TOXAB

ABSTRACT

The main objective of the ToxAb applied research project is to generate a competitive advantage in the field of cancer therapy by validating and using the technology of conjugation of cytotoxic agents and gene material (PPRHs) to monoclonal antibodies. Therefore, the project combines the potential of three leading lines of research:

• The use of new monoclonal antibodies developed by LEITAT against targets involved in the tumor development of the epidermal growth factor family
• Receptor (Her1 / EGFR and Her2 / ErbB2)
• The use of a leading technology in the conjugation of cytotoxics developed internationally by the company ProteoDesign
• The use of genetic material based on the silencing technology by PPRHs developed and validated by LEITAT directed against targets widely validated at the level of antitumor therapy.

The project is part of the framework of a new paradigm for which all the major pharmaceutical companies at the international level: the ADCs. Additionally, it combines the research potential carried out in Spanish research centers and North American universities (Princeton University and Rockefeller University) through two Spanish entities.

The collaboration has been established between a newly created spin-off (ProteoDesign SL) that has developed a revolutionary technology of conjugation, with a Technological Center (LEITAT) with extensive experience in the field of antibodies and in the functional characterization of new Agent is antitumor. The ToxAb project will allow the development of new ADCs with high added value and a better therapeutic index than those currently used.

One of the technologies of the Biomed division of the Leitat Technology Center is based on its extensive experience in the generation and development of monoclonal antibodies for diagnostic and therapeutic uses; As well as the ability to analyze the therapeutic efficacy of novel drugs in a variety of in vitro cell models and animal tumor growth models.

Currently Leitat has generated new monoclonal antibodies for therapeutic application against transmembrane receptors expressed on the surface of tumor cells. The particularity of these antibodies lies in their double specificity since they recognize a common epitope in Her1 and Her2. Although antibodies against Her1 (Erbitux and Vectibix) and against Her2 (Herceptin and Perjeta) exist to date, the only dual inhibitors against Her1 and Her2 are low molecular weight chemical molecules (lapatinib, neratinib, and afatinib). These molecules and their good therapeutic results in patients of different tumor types open the door to the dual approach also in monoclonal ones. In this sense, the new antibodies generated by LEITAT represent a reflection of these needs. Additionally, the side effects reported by mAbs against Her1 (dermal rash) or mAbs against Her2 (cardiovascular problems) and which have not been described in a cross-over manner may be considered. The dual specificity of the new mAbs allows us to assume that the recognized epitope does not participate in any of the pathologies and consequently could be better tolerated by the patients.
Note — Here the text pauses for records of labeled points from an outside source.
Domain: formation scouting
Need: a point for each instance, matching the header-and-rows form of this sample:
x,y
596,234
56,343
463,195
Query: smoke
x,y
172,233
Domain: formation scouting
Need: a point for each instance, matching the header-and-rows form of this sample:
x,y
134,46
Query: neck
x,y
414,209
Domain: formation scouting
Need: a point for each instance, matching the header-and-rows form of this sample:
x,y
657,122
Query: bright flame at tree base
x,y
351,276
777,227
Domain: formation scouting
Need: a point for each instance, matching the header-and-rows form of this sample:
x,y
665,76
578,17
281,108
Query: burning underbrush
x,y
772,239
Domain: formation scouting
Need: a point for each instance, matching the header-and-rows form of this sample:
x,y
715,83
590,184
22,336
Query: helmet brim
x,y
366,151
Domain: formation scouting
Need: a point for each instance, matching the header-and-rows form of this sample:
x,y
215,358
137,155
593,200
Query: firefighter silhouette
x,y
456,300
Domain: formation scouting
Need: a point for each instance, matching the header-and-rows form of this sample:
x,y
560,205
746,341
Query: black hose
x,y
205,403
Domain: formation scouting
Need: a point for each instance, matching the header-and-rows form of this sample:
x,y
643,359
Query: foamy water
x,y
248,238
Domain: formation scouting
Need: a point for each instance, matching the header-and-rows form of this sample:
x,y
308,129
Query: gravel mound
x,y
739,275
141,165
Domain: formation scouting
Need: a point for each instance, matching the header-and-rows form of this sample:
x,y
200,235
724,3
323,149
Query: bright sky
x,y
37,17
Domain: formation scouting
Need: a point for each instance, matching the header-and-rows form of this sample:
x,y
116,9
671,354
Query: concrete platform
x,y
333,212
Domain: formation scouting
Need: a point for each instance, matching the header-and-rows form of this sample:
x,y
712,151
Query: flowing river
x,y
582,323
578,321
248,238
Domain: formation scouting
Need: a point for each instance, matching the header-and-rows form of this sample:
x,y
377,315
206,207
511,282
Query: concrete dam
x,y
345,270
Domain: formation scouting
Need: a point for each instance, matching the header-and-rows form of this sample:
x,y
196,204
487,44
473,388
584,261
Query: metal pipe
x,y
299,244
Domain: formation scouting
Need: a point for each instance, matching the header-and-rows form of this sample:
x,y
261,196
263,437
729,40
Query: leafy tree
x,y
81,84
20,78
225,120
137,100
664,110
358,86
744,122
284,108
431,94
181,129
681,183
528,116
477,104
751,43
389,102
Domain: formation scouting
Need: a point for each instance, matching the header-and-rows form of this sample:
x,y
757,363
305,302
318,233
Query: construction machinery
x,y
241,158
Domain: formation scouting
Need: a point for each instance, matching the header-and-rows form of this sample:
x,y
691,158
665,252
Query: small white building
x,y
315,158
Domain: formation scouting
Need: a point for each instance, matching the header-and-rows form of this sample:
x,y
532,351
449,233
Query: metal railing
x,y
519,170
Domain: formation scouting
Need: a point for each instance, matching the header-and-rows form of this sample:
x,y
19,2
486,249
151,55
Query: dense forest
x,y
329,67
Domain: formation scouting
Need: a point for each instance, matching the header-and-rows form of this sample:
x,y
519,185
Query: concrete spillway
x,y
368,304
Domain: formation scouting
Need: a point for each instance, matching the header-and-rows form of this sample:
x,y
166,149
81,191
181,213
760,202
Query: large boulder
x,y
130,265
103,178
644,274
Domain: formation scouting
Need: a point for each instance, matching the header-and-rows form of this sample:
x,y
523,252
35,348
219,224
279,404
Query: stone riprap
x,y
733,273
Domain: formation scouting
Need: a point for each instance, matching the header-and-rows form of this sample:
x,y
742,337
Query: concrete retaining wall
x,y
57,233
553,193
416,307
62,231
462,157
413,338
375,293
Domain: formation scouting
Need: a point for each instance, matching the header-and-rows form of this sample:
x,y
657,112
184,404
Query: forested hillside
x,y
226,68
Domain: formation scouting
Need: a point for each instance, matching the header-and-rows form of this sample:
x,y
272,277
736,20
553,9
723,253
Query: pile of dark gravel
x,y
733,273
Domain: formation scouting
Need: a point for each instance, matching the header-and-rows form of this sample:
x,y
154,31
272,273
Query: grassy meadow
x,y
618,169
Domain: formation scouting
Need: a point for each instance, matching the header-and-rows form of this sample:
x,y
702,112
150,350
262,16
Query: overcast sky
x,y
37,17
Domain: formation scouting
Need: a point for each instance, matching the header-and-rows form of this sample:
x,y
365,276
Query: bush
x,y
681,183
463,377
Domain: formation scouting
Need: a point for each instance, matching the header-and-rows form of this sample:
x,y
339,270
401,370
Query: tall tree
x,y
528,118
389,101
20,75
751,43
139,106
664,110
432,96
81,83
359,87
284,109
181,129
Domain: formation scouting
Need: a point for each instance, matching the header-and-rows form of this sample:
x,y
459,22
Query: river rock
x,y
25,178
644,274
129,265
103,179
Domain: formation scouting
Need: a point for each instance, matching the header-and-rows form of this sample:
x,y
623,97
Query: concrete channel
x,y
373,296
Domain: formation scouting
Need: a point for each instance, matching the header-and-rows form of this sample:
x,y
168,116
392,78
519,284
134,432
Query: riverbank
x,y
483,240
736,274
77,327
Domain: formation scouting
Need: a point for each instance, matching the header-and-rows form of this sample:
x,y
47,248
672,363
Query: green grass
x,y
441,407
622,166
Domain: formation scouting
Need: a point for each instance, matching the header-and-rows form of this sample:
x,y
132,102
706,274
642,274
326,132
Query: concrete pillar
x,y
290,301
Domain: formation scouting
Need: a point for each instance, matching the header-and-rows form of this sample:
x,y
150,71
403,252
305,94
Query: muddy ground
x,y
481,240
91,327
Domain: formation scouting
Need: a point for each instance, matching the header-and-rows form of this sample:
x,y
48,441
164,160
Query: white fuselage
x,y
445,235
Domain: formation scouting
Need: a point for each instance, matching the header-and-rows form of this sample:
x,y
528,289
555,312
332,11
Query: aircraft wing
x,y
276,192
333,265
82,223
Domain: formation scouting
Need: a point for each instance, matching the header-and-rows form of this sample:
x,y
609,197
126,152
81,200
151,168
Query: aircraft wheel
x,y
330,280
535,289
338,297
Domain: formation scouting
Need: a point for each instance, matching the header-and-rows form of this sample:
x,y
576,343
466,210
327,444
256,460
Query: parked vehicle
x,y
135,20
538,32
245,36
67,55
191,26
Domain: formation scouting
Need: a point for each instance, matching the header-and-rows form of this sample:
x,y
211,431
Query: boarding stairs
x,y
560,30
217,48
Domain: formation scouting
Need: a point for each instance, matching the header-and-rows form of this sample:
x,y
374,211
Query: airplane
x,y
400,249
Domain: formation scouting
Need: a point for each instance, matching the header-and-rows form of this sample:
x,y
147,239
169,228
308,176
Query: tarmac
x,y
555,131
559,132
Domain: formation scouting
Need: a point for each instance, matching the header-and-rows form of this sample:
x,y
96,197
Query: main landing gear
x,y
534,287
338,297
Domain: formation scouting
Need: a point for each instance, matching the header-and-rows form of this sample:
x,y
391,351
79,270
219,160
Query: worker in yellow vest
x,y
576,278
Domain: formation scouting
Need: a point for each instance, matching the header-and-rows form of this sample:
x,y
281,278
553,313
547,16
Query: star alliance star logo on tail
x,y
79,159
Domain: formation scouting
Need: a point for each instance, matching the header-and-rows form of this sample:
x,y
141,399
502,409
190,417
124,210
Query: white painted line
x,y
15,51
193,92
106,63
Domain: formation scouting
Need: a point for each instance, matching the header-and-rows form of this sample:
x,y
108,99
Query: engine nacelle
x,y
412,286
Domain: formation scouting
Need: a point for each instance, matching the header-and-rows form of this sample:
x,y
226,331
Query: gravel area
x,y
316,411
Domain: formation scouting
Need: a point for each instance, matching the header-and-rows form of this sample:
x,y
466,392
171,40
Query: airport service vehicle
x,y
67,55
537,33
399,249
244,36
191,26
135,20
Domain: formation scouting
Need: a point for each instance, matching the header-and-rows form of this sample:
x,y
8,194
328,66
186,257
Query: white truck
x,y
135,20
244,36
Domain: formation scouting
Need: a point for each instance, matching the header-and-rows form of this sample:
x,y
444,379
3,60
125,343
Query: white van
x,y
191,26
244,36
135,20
In addition, recently the Leitat Biomed Division research group has published the use of DNA hairpins (PPRH) against survivin as a gene therapy agent for prostate tumors, this strategy being also extended to other tumors.

The combination of the new Leitat PPRH against survivin (for breast and colon cancer) to the new Leitat anti-Her1 / Her2 antibodies using the innovative Proteo Design technology justifies the innovative character of this ToxAb project. In addition, the project is also complemented with the binding of cytotoxic molecules to the same antibodies. Finally, the project contemplates the analysis of the anti-cancer therapeutic activity of the products generated in the cellular models and in the tumor-reduction models in mice provided by the Leitat center.